The brilliant blues in Michaelangelo’s Last Judgment, which covers the western wall of the Sistine Chapel, come from ultramarine. The once rare and precious pigment has appeared on Western canvases since the 13th Century. The name comes from the Italian for “beyond the seas,” and the pigment itself is derived from the semi-precious stone lapis lazuli. And as it turns out, ultramarine fades over time.
A new collaborative study among the NYU Chemistry Department, the Pratt Institute, and the Metropolitan Museum of Art has established the chemical mechanism for the pigment’s slow change in color. Using nuclear magnetic resonance, the researchers found that ultramarine’s blueness comes from sulfur atoms trapped inside a lattice of aluminum and silicon; when the sulfur siggles free, ultramarine loses its blue. Armed with this knowledge, conservationists can now begin to develop means for preserving works.

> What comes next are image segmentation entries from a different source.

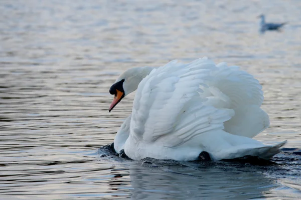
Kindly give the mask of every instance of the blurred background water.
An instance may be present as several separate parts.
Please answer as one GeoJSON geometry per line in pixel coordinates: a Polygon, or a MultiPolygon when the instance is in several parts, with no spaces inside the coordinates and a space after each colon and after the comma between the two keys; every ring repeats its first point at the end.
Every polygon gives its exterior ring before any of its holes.
{"type": "Polygon", "coordinates": [[[271,125],[256,139],[298,150],[300,10],[298,0],[1,0],[1,198],[300,198],[292,153],[255,166],[97,150],[131,111],[133,94],[107,110],[121,72],[204,56],[258,78],[271,125]],[[289,24],[259,34],[261,14],[289,24]]]}

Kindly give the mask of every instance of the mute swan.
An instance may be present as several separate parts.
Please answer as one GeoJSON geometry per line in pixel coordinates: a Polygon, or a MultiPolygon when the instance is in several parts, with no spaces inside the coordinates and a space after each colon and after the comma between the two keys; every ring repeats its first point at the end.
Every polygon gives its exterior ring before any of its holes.
{"type": "Polygon", "coordinates": [[[268,159],[286,141],[265,145],[251,138],[269,124],[260,106],[259,82],[237,66],[206,58],[158,68],[128,69],[110,88],[109,111],[137,90],[132,114],[117,132],[114,147],[130,158],[192,160],[202,152],[212,160],[247,155],[268,159]]]}

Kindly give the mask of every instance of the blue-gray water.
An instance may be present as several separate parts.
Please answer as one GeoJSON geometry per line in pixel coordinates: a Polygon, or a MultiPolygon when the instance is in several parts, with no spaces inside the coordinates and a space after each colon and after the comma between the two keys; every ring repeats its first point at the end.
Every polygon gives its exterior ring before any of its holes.
{"type": "Polygon", "coordinates": [[[287,140],[297,153],[300,9],[298,0],[1,0],[0,198],[301,198],[300,157],[289,152],[258,166],[98,150],[131,112],[133,95],[107,110],[120,73],[207,56],[259,80],[271,125],[256,139],[287,140]],[[289,24],[260,35],[261,13],[289,24]]]}

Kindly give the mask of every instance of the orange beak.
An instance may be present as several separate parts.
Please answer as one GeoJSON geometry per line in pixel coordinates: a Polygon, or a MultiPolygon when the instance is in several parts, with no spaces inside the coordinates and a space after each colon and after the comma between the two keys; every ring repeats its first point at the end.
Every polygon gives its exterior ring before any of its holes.
{"type": "Polygon", "coordinates": [[[111,103],[111,106],[110,106],[110,108],[109,108],[109,112],[111,112],[111,110],[112,110],[114,107],[115,107],[115,106],[120,102],[123,96],[124,96],[124,94],[123,92],[118,90],[116,90],[116,94],[115,94],[114,98],[111,103]]]}

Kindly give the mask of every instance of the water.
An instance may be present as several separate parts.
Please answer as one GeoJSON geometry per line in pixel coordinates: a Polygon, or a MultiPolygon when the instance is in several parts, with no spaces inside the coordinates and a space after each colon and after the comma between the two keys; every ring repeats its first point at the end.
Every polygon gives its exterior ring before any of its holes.
{"type": "Polygon", "coordinates": [[[3,0],[0,198],[301,198],[301,2],[3,0]],[[258,34],[255,17],[288,21],[258,34]],[[208,56],[262,84],[277,164],[130,161],[111,144],[133,94],[110,114],[125,69],[208,56]],[[294,149],[295,148],[295,149],[294,149]]]}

On the visualziation side of things, I have to admit that I’d like to see a cartoon or rendering that shows the aluminum-silicon structure and how the sulfur atoms fit in. But if I have to settle for Michaelangelo (an image similar to the above appeared with the NYU press release), so be it.

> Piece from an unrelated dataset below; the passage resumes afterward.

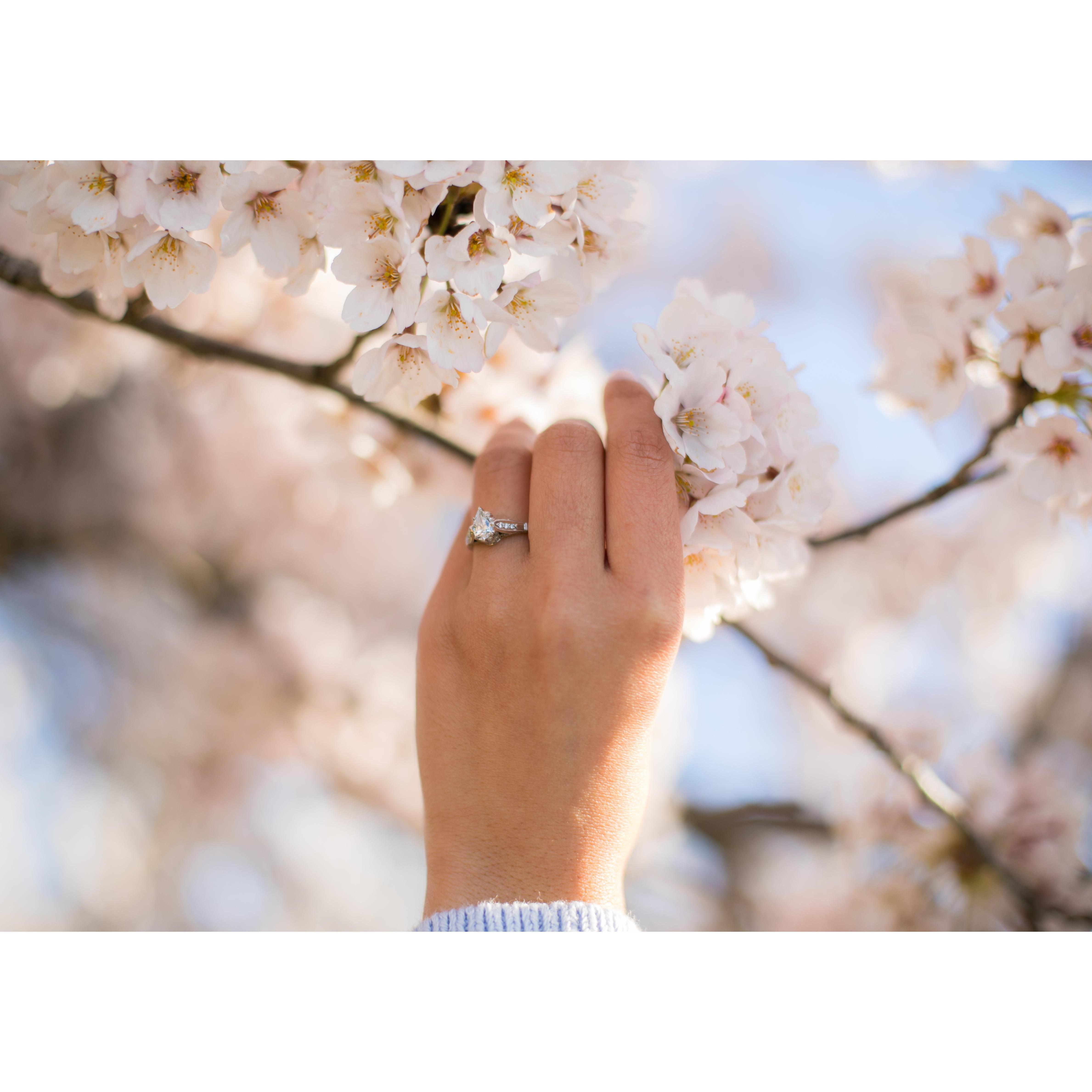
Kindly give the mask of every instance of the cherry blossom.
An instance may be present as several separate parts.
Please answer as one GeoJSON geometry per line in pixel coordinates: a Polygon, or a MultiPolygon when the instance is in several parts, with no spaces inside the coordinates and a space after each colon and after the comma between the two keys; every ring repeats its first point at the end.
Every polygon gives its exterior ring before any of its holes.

In case this all sounds intriguing… Victoria Finlay’s brilliant book, Color: A Natural History of the Palette, has a chapter about blue that includes many intriguing details. The story of pigments used in art—and how those pigments and other chemicals interact and change over time—contains many fascinating twists and turns. Also, a couple of years ago, the American Folk Art Museum ran an exhibit about “blue” that examined some of the science behind pigmentation; I seem to recaall a catalog, but I can’t find any evidence for one.